Earlier this week, the State Department designated the al Nusrah Front in Syria as an “alias” for al Qaeda in Iraq (AQI). The head of AQI, Abu Bakr al Baghdadi al Husseini al Qurshi (a.k.a. Abu Du'a), “is in control of both AQI and al Nusrah.” The designation says a lot about our knowledge, or lack thereof, of al Qaeda’s clandestine international network.
If you go back through all of the articles written about al Nusrah in the first eleven months of this year, and there have been many, you will be hard pressed to find any that say the group is commanded by the same man who leads AQI. Yes, the connections between AQI and al Nusrah have been widely noted, including in some very thorough reporting. But the State Department’s designation points to something beyond mere connections: command and control.
This is not intended to be a knock on the journalists and analysts (including this author) who have reported on the group. But it further proves an essential point that gets too little attention: Despite eleven-plus years of a multinational assault on the terrorist organization, al Qaeda’s command structure remains opaque.
Look at it another way. It is a short jog from Iraq to Syria, right over the border, and yet there has been no public reporting (or, none that I’ve read) on AQI’s outright “control” of al Nusrah. Again, we’ve known that the two are related, but this is different.
There has been a big assumption in counterterrorism circles that al Qaeda’s “core” in South Asia remains isolated from its affiliates. Detailed reporting about the full cache of Osama bin Laden’s documents tells a different story. And we know that Abu Bakr al Baghdadi’s predecessors in AQI were in contact with al Qaeda’s senior leadership. There is no reason to assume that this relationship has changed. We cannot see al Qaeda emir Ayman al Zawahiri’s contacts with AQI, but that doesn’t mean we should assume they don’t exist.

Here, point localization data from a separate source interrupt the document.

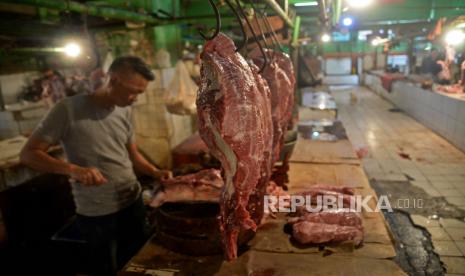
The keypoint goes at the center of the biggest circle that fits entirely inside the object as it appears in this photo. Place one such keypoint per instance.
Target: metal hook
(273, 33)
(260, 28)
(265, 61)
(244, 34)
(218, 22)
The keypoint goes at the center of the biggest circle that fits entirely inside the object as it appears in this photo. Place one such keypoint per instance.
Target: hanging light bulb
(72, 49)
(325, 38)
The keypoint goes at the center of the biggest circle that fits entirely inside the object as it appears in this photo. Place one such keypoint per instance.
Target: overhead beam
(93, 10)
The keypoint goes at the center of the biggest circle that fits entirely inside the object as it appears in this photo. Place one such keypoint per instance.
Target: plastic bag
(181, 92)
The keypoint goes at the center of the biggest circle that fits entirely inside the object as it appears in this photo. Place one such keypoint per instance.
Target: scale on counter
(322, 130)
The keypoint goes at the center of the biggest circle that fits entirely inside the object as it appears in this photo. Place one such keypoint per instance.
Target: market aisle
(401, 149)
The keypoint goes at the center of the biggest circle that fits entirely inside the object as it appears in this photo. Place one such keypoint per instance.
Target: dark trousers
(113, 239)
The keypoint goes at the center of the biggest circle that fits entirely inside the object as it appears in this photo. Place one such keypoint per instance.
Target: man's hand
(87, 176)
(162, 174)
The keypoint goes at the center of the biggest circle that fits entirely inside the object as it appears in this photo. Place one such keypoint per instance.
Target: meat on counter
(204, 185)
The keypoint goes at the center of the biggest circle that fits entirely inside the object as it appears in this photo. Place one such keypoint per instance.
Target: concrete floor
(410, 161)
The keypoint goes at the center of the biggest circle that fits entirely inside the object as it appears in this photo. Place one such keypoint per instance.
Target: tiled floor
(400, 149)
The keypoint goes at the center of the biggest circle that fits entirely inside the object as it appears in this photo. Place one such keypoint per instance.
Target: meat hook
(244, 34)
(265, 61)
(218, 22)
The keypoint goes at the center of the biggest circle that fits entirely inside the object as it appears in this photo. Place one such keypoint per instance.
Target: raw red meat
(202, 186)
(306, 232)
(338, 217)
(279, 74)
(323, 191)
(233, 124)
(339, 189)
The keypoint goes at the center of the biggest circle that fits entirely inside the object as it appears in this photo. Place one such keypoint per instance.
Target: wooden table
(271, 252)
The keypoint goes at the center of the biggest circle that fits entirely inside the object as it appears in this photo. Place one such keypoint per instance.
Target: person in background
(443, 77)
(97, 135)
(429, 64)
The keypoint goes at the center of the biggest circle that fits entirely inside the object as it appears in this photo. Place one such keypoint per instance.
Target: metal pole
(275, 6)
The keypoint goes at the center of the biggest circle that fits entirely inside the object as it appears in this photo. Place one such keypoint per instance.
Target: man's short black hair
(134, 64)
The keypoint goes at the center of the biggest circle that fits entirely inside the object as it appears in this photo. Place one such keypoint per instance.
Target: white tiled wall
(443, 114)
(11, 85)
(157, 130)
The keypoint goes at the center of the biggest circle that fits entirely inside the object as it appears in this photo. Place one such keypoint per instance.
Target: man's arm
(143, 166)
(34, 154)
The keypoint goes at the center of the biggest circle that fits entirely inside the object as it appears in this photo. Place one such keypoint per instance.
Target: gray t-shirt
(94, 137)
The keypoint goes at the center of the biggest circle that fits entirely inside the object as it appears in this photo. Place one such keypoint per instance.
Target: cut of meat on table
(452, 89)
(338, 217)
(338, 189)
(306, 232)
(314, 193)
(205, 185)
(231, 113)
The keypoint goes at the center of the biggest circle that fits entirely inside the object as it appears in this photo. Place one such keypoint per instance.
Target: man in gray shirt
(97, 135)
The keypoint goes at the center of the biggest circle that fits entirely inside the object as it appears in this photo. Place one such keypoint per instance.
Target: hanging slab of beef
(205, 185)
(233, 123)
(279, 74)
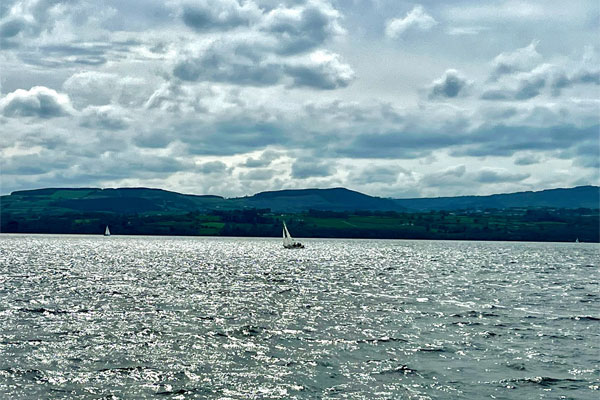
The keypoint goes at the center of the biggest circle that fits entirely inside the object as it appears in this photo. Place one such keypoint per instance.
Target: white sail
(288, 240)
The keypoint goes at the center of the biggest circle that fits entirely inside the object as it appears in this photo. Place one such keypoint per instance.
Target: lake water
(238, 318)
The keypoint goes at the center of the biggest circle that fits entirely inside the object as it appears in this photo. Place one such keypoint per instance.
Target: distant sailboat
(288, 240)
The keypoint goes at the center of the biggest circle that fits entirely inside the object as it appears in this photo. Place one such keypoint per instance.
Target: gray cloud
(417, 18)
(243, 63)
(527, 159)
(322, 71)
(301, 29)
(374, 174)
(104, 117)
(205, 15)
(258, 175)
(12, 27)
(495, 175)
(310, 168)
(100, 88)
(213, 167)
(39, 102)
(450, 176)
(266, 158)
(229, 62)
(523, 59)
(451, 84)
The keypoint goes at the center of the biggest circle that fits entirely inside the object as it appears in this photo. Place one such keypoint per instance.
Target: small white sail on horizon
(288, 240)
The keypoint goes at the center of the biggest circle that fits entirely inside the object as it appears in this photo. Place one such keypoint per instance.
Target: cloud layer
(233, 97)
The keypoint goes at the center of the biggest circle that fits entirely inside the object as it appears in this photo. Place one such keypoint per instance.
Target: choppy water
(157, 317)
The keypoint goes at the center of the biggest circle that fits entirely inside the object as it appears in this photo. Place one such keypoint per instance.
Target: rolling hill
(158, 201)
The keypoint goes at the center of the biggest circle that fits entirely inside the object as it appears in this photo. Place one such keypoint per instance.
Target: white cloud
(39, 101)
(451, 84)
(417, 18)
(522, 59)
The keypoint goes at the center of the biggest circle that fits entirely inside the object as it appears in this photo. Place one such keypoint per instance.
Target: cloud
(39, 101)
(213, 167)
(323, 70)
(266, 158)
(450, 85)
(449, 176)
(258, 175)
(302, 28)
(527, 159)
(378, 174)
(466, 30)
(309, 168)
(243, 63)
(108, 118)
(101, 88)
(522, 59)
(234, 61)
(207, 15)
(497, 175)
(417, 18)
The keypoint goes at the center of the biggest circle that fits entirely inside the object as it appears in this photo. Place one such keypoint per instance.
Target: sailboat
(288, 240)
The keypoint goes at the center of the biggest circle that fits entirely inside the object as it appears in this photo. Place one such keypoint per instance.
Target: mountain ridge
(154, 200)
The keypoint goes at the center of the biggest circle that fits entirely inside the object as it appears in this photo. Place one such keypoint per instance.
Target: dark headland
(548, 215)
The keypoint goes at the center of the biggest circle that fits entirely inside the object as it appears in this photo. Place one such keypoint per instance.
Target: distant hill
(54, 201)
(119, 201)
(336, 199)
(577, 197)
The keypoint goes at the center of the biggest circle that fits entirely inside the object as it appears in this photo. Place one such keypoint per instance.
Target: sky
(233, 97)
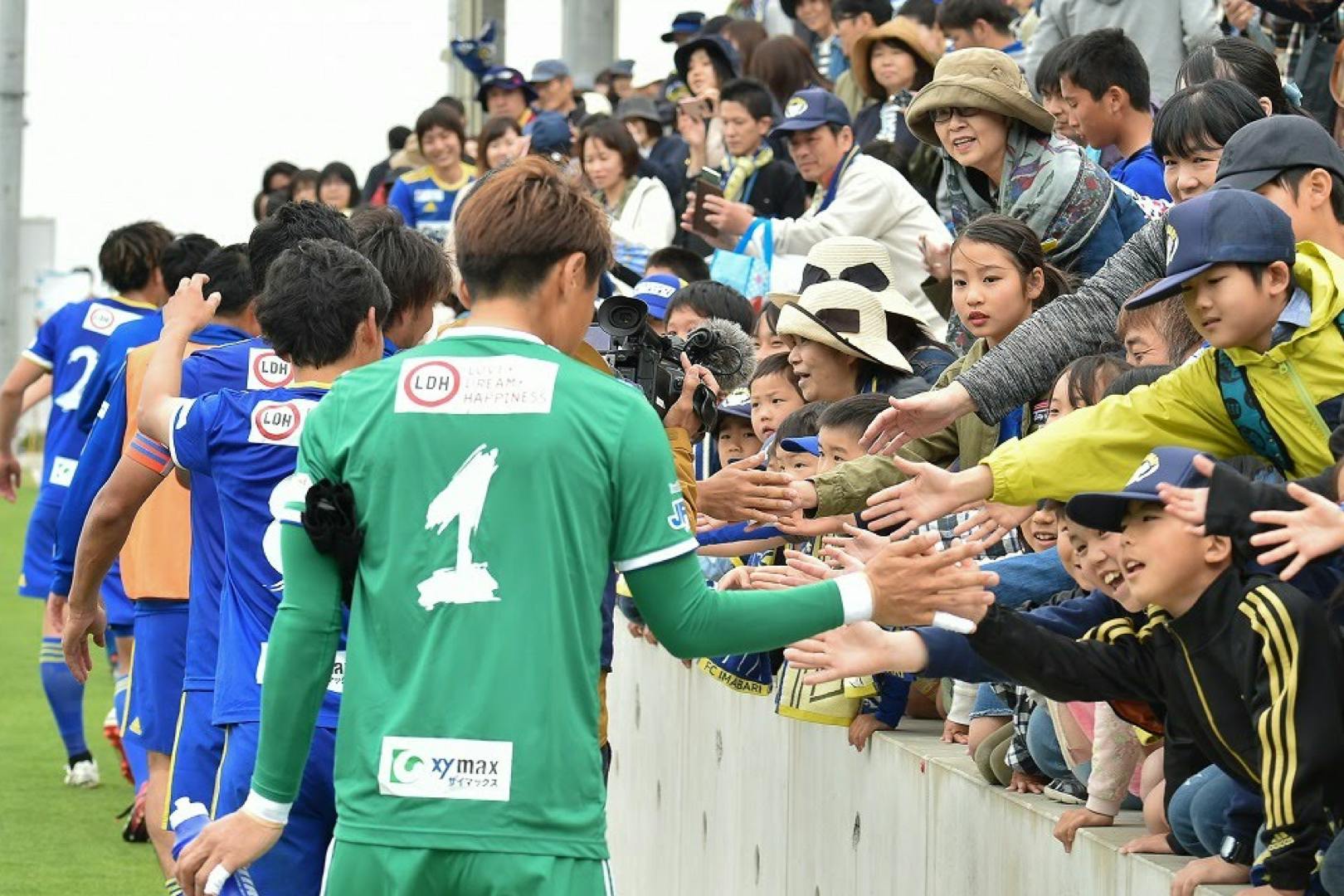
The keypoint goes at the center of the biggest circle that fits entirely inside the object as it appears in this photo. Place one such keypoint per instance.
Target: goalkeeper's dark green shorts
(358, 869)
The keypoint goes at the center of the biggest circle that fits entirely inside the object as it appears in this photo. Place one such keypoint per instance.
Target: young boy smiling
(1229, 657)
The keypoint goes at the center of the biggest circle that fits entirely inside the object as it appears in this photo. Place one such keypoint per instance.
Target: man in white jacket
(855, 195)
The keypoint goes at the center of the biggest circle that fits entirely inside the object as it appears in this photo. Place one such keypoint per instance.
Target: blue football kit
(67, 345)
(247, 442)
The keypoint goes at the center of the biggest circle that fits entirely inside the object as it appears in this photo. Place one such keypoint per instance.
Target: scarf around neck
(739, 168)
(1049, 183)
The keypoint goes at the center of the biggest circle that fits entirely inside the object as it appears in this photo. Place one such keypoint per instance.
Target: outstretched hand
(916, 416)
(190, 308)
(1188, 505)
(1303, 535)
(859, 649)
(912, 581)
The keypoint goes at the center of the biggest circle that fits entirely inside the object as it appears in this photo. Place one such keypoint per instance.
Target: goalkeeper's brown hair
(518, 222)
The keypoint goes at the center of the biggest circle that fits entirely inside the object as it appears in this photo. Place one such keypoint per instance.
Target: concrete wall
(713, 793)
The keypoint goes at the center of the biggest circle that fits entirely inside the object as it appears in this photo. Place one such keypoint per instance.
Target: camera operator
(494, 484)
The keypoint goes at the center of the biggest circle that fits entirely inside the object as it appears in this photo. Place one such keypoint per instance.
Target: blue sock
(65, 696)
(136, 757)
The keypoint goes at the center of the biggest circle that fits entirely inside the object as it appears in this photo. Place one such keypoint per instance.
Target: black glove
(329, 520)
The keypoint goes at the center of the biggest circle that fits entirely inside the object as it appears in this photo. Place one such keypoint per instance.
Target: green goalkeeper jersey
(498, 481)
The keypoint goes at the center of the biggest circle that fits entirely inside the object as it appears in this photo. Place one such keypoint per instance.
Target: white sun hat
(847, 317)
(855, 260)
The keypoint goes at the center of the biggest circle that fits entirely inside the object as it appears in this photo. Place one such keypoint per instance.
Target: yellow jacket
(1098, 448)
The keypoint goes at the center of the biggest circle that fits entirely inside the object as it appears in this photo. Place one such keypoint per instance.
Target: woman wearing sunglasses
(1001, 156)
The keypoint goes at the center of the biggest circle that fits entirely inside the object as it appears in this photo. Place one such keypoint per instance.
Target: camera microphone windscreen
(733, 358)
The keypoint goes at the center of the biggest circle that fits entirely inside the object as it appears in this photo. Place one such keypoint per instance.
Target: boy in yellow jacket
(1269, 384)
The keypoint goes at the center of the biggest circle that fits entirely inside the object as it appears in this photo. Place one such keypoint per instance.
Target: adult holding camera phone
(855, 197)
(704, 65)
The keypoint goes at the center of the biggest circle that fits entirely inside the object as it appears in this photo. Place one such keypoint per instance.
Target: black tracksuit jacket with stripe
(1250, 679)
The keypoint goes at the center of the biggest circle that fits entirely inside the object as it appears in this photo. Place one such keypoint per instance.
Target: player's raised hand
(859, 649)
(912, 581)
(223, 846)
(190, 308)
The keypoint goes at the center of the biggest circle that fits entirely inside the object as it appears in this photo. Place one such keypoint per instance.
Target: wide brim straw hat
(976, 78)
(845, 317)
(901, 30)
(855, 260)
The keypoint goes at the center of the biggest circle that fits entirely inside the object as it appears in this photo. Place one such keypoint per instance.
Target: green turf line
(54, 840)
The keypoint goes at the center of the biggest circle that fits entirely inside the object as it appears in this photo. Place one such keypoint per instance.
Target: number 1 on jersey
(463, 500)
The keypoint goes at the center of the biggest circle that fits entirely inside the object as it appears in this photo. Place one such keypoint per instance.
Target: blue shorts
(156, 670)
(121, 610)
(295, 864)
(197, 750)
(38, 550)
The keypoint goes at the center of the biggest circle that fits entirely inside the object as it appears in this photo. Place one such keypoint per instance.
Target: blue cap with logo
(548, 71)
(550, 134)
(505, 78)
(656, 290)
(1218, 227)
(802, 445)
(737, 403)
(1105, 511)
(811, 109)
(684, 23)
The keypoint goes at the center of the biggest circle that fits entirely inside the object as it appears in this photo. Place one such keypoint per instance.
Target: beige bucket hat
(845, 317)
(901, 30)
(976, 78)
(855, 260)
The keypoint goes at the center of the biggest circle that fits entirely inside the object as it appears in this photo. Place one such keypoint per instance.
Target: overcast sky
(171, 110)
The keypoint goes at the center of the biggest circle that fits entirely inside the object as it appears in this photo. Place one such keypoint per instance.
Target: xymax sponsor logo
(446, 768)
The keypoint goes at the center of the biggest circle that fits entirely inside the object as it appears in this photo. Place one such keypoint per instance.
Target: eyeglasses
(944, 116)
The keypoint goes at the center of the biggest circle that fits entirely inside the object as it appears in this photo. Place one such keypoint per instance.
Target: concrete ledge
(711, 791)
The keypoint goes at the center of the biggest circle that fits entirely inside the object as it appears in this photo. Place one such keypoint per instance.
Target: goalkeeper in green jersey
(496, 481)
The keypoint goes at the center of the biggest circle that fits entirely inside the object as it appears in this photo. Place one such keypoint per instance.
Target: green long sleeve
(299, 661)
(693, 620)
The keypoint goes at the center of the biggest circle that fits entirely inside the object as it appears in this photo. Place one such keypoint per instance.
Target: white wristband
(855, 597)
(266, 811)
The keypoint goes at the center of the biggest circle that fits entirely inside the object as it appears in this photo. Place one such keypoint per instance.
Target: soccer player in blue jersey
(323, 308)
(66, 348)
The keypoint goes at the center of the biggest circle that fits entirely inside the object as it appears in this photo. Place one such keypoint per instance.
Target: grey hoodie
(1166, 32)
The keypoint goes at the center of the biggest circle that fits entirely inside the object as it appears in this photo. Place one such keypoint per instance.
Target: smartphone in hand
(707, 183)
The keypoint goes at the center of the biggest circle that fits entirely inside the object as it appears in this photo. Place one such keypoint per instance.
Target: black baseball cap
(1218, 227)
(684, 23)
(1261, 151)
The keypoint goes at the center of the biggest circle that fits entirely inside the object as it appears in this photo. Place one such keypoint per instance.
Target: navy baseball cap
(548, 71)
(1222, 226)
(656, 290)
(1264, 149)
(1107, 509)
(684, 23)
(505, 78)
(811, 109)
(550, 132)
(804, 444)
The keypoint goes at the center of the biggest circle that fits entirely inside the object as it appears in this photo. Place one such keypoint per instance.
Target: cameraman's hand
(682, 416)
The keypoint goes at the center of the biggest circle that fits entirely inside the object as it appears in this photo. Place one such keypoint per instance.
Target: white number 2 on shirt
(463, 500)
(69, 401)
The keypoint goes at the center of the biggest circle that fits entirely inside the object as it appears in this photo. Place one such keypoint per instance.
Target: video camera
(654, 363)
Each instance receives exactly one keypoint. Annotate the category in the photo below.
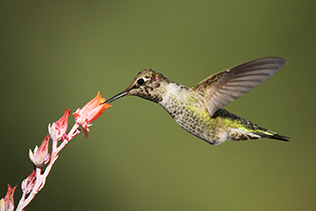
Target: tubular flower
(7, 204)
(28, 183)
(58, 129)
(90, 112)
(40, 156)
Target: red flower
(58, 129)
(90, 112)
(40, 156)
(7, 203)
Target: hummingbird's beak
(122, 94)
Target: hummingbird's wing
(228, 85)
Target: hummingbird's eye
(140, 81)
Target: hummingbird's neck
(173, 93)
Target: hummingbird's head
(148, 84)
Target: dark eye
(140, 81)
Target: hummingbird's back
(187, 108)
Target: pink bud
(28, 183)
(40, 156)
(7, 204)
(58, 129)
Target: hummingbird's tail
(241, 129)
(274, 136)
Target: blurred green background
(59, 54)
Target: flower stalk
(43, 160)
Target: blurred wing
(228, 85)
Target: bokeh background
(58, 54)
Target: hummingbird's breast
(187, 109)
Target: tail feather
(274, 136)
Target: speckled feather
(199, 110)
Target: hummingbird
(199, 109)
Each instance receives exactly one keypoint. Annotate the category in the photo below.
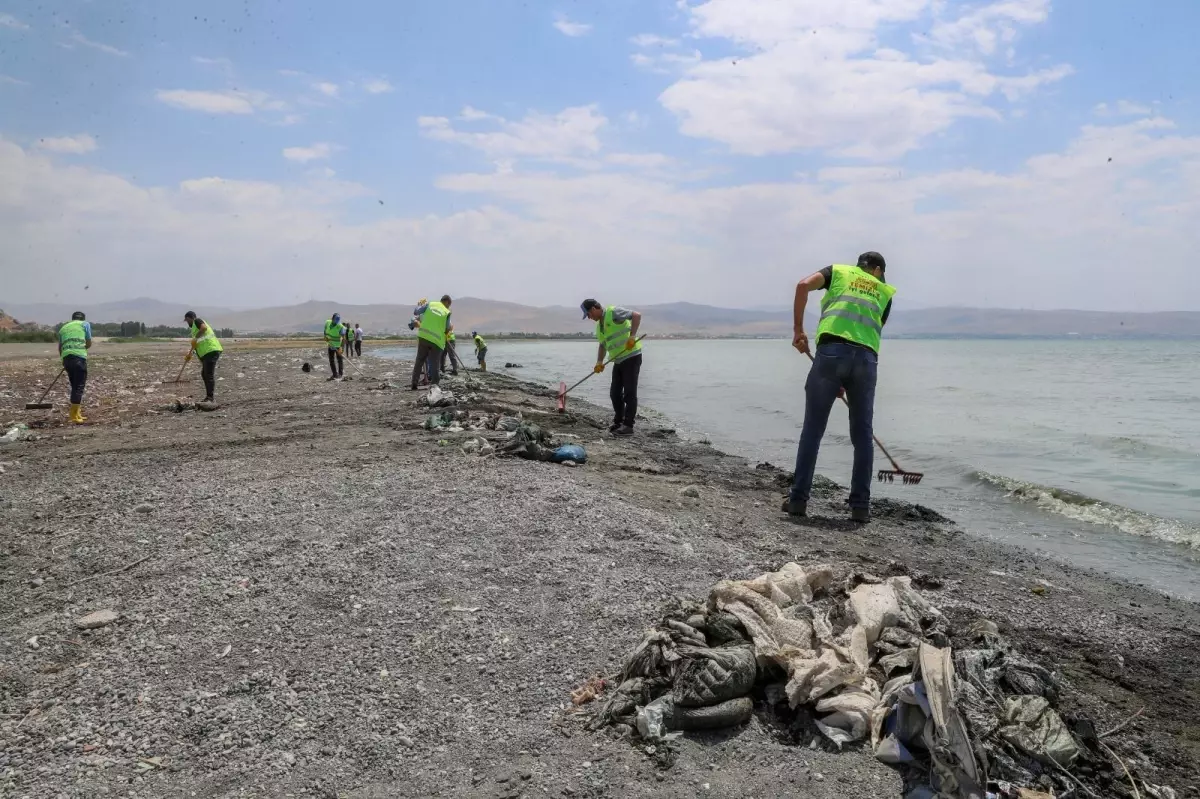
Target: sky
(1000, 154)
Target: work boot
(796, 509)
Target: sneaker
(796, 509)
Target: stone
(96, 619)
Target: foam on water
(1095, 511)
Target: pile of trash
(864, 659)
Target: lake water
(1086, 450)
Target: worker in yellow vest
(853, 311)
(431, 320)
(334, 344)
(207, 348)
(75, 341)
(617, 334)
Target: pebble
(96, 619)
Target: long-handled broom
(887, 475)
(563, 390)
(41, 404)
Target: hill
(673, 318)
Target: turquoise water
(1085, 450)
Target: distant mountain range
(675, 318)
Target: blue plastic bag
(570, 452)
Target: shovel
(41, 404)
(887, 475)
(563, 391)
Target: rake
(887, 475)
(41, 404)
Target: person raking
(75, 341)
(207, 348)
(617, 334)
(853, 311)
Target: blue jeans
(839, 366)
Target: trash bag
(714, 676)
(570, 452)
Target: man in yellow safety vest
(617, 334)
(205, 347)
(334, 336)
(431, 319)
(75, 341)
(853, 311)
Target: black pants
(77, 372)
(429, 356)
(209, 373)
(624, 390)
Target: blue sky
(647, 150)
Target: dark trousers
(839, 366)
(429, 356)
(77, 373)
(450, 354)
(209, 373)
(624, 390)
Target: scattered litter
(96, 619)
(870, 659)
(15, 433)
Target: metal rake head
(907, 478)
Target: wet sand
(316, 596)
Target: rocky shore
(305, 593)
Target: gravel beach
(306, 594)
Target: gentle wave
(1095, 511)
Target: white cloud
(377, 86)
(568, 28)
(312, 152)
(815, 74)
(9, 20)
(79, 38)
(569, 133)
(1056, 230)
(653, 40)
(210, 102)
(67, 144)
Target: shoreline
(425, 613)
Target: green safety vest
(333, 334)
(853, 305)
(433, 324)
(205, 343)
(613, 337)
(73, 338)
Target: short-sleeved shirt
(827, 274)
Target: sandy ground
(317, 598)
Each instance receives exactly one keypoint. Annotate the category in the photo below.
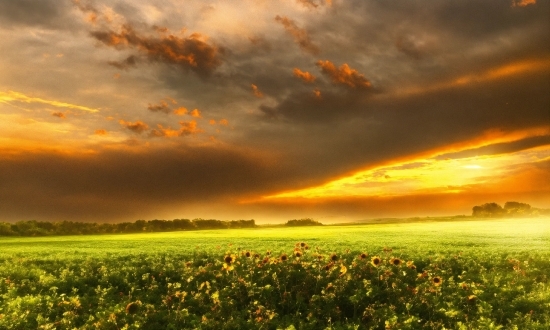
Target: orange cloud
(308, 3)
(59, 114)
(137, 127)
(100, 132)
(181, 111)
(189, 127)
(344, 75)
(161, 107)
(523, 3)
(301, 36)
(191, 52)
(305, 76)
(11, 96)
(317, 93)
(256, 91)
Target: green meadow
(430, 274)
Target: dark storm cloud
(191, 52)
(44, 13)
(125, 64)
(301, 36)
(500, 148)
(119, 184)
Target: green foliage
(302, 222)
(225, 279)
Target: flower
(395, 261)
(132, 308)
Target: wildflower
(132, 308)
(228, 259)
(343, 270)
(395, 261)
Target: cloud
(11, 96)
(344, 75)
(195, 113)
(136, 127)
(181, 111)
(121, 184)
(161, 107)
(101, 132)
(192, 52)
(305, 76)
(59, 115)
(129, 62)
(256, 91)
(186, 128)
(301, 36)
(523, 3)
(45, 13)
(308, 3)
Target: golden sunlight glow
(11, 96)
(508, 70)
(423, 175)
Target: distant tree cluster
(45, 228)
(510, 209)
(302, 222)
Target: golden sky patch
(11, 96)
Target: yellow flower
(395, 261)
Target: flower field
(343, 277)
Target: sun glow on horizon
(424, 175)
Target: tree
(488, 210)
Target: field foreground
(488, 274)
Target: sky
(342, 110)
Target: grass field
(460, 275)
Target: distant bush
(303, 222)
(510, 209)
(46, 228)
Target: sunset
(114, 110)
(274, 164)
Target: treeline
(45, 228)
(302, 222)
(510, 209)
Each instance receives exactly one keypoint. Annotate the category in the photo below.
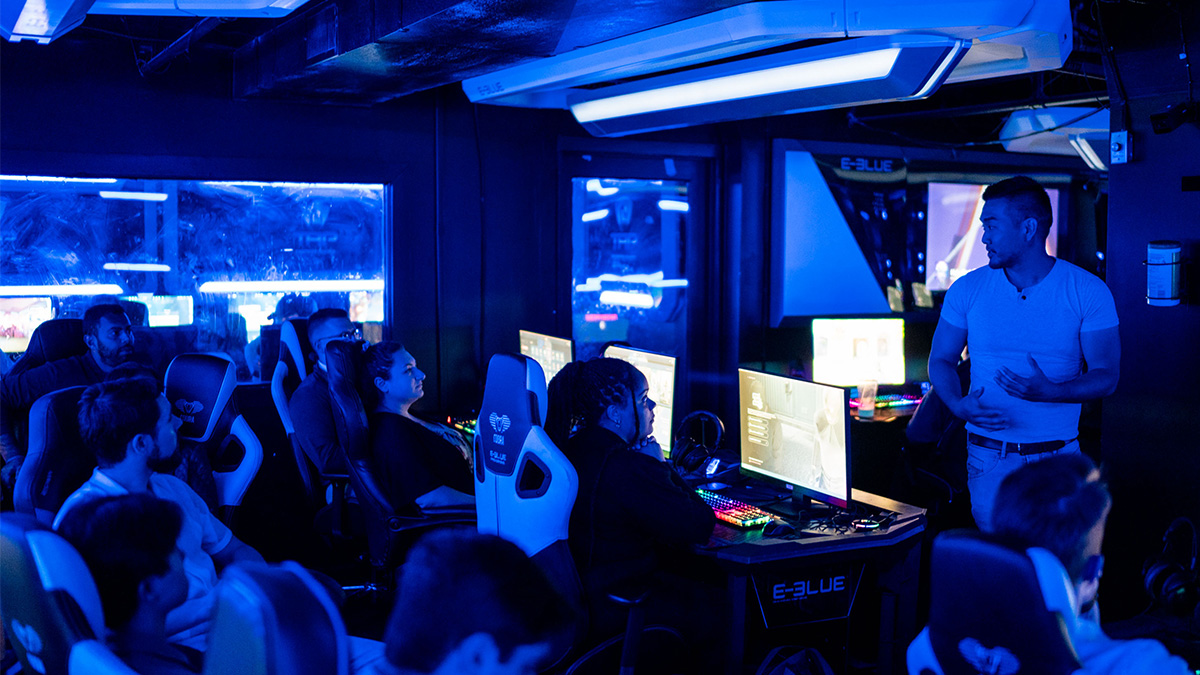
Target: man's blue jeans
(987, 467)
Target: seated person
(129, 426)
(311, 405)
(129, 544)
(109, 339)
(1061, 505)
(421, 463)
(472, 603)
(633, 513)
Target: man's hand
(1036, 387)
(971, 408)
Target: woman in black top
(634, 515)
(424, 465)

AQI, and therefore al Nusrah, remains loyal to al Qaeda’s core. AQI has sworn allegiance to Ayman al Zawahiri. “I tell our brothers in Al Qaeda led by Ayman Al Zawahiri, go on with God’s blessing and be glad that you have faithful brothers in the Islamic State of Iraq who are marching on the path of right,” Abu Bakr al Baghdadi said in a statement released online shortly after bin Laden’s demise.
And as the State Department previously noted, al Baghdadi “pledged…to carry out 100 attacks across Iraq in retaliation for bin Laden’s death.” Many Iraqis have died because of al Baghdadi’s loyalty to the terror master.
The very name, Al Nusrah Front, has meaning beyond invoking “victory” in Syria. It means that al Qaeda has been working under another name, or brand, in Syria. Undoubtedly, this was intended to hide its hand in the Syrian rebellion. The State Department recognizes this, saying that while conducting nearly 600 attacks in Syria, al Nusrah “has sought to portray itself as part of the legitimate Syrian opposition while it is, in fact, an attempt by AQI to hijack the struggles of the Syrian people for its own malign purposes.”
Zawahiri and Abu Bakr al Baghdadi have openly and repeatedly praised the Syrian rebels without ever claiming ownership of Al Nusrah. In July, for instance, al Baghdadi praised the Syrian rebels, saying they had “taught the world lessons in courage, jihad, and patience” and that the “disbelievers…are amazed by your jihad and your steadfastness…impotent to oppress you and make you submit” and “terrorized by the future of your volcano.”
Al Qaeda controlled that volcano all along.
These lessons are applicable around the globe. In numerous countries, al Qaeda and its affiliates have utilized alternative “brand” names in an attempt to resonate with the Muslim populace and obfuscate its role. To give just one example: Al Qaeda in the Arabian Peninsula (AQAP), which is located in Yemen and has also sworn fealty to Zawahiri, uses the brand name Ansar al Sharia as an “alias.” It should come as no surprise that Ansar al Sharia groups with known ties to al Qaeda have popped up in other countries.
Then there is the issue of the top-down approach to beating al Qaeda. This approach, which relies on the killing of top leaders, is the linchpin of the U.S. government’s current strategy in Pakistan and elsewhere. While vital, it has severe shortcomings. AQI’s history provides a cautionary tale in this regard.
In 2010, the U.S. military said that 80 percent of AQI’s leaders had been killed or captured. In 2011, AQI launched a new wing in Syria. Today that branch of the terrorist group has blossomed.
Finally, throughout the 2012 presidential campaign President Obama claimed he had ended the war in Iraq “responsibly.” His claim received little resistance despite its obvious tensions with reality. The war did not end for al Qaeda in Iraq, however. Instead, it expanded its operations into Syria, where it now controls the most deadly rebel group.
Thomas Joscelyn is a senior fellow at the Foundation for Defense of Democracies.